Jenkins was awarded the prestigious AMY 2010 Marketer of the Year from the American Marketing Association for being the top agency marketer and the Email Marketer of the Year at the Tech Marketing Awards held by the Technology Association of Georgia. Jenkins is regarded as one of the leading experts in the email marketing industry and is regularly cited by the media as such and called upon by the financial community to provide market insight and consulting.
Jenkins is the author of two definitive and highly regarded books on email marketing; The New Inbox (published in April 2013 by ClickZ/Incisive Media) and The Truth About Email Marketing (published by Pearson's Financial Times Press in 2008). Jenkins is currently the Email Marketing Best Practices Columnist for ClickZ, the largest resource of interactive marketing news and commentary in the world, online or off. His industry articles have been called one of the top 21 information sources for email marketers.
He has been featured in Fortune Magazine, The Wall Street Journal, Adweek, Bloomberg TV, Wired Magazine, and scores of other leading publications and media outlets. Jenkins is a regular speaker at major digital industry and general business conferences.

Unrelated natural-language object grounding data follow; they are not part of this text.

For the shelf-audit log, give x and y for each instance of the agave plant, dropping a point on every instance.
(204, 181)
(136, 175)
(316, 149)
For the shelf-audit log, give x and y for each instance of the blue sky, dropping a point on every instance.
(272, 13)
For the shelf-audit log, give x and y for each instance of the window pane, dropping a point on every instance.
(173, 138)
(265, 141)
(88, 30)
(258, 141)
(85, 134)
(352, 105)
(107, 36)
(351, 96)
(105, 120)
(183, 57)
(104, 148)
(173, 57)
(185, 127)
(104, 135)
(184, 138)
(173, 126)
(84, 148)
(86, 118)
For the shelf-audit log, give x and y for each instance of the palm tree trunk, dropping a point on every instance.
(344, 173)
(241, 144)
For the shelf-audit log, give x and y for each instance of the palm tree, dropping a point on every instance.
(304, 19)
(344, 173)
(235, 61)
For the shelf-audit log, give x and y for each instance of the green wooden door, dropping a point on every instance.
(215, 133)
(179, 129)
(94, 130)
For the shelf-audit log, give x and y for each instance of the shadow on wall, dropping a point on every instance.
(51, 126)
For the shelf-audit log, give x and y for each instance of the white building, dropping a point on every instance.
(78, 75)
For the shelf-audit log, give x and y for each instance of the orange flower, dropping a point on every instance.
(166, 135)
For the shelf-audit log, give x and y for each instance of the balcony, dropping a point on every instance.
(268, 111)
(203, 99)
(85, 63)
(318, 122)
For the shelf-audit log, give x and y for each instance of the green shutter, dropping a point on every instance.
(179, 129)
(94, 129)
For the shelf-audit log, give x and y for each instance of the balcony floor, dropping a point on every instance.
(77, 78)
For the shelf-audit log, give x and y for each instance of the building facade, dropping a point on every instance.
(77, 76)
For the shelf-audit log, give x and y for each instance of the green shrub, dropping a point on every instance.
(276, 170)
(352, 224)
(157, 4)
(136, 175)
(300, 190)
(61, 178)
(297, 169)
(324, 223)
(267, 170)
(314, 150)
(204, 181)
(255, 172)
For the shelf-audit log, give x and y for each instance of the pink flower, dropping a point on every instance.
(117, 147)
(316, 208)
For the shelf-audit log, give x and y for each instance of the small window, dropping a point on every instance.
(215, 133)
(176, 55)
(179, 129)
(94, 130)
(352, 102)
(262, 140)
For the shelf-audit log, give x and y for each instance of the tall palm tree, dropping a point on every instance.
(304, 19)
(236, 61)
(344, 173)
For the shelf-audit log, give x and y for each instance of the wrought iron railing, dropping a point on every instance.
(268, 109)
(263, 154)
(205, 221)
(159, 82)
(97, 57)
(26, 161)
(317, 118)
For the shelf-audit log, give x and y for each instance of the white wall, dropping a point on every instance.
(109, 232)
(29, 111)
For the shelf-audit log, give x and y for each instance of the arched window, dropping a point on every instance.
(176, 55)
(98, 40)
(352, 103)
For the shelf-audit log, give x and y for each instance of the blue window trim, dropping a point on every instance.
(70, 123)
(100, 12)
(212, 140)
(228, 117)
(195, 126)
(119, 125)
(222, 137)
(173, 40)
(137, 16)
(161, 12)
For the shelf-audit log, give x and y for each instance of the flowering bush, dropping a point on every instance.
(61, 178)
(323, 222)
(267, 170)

Additionally, Jenkins is the creator of EmailStatCenter.com and SocialStatCenter.com, the leading authorities on email and social media metrics. Prior to founding BrightWave Marketing, Jenkins headed the CRM group at Cox Interactive Media.
Jenkins serves on the eMarketing Association's Board of Advisors among other civic and professional boards. He is also a mentor at Flashpoint, a Georgia Tech-based startup accelerator program. Jenkins is a graduate of Denison University in Granville, Ohio and resides in Atlanta's Buckhead neighborhood with his wife and three children.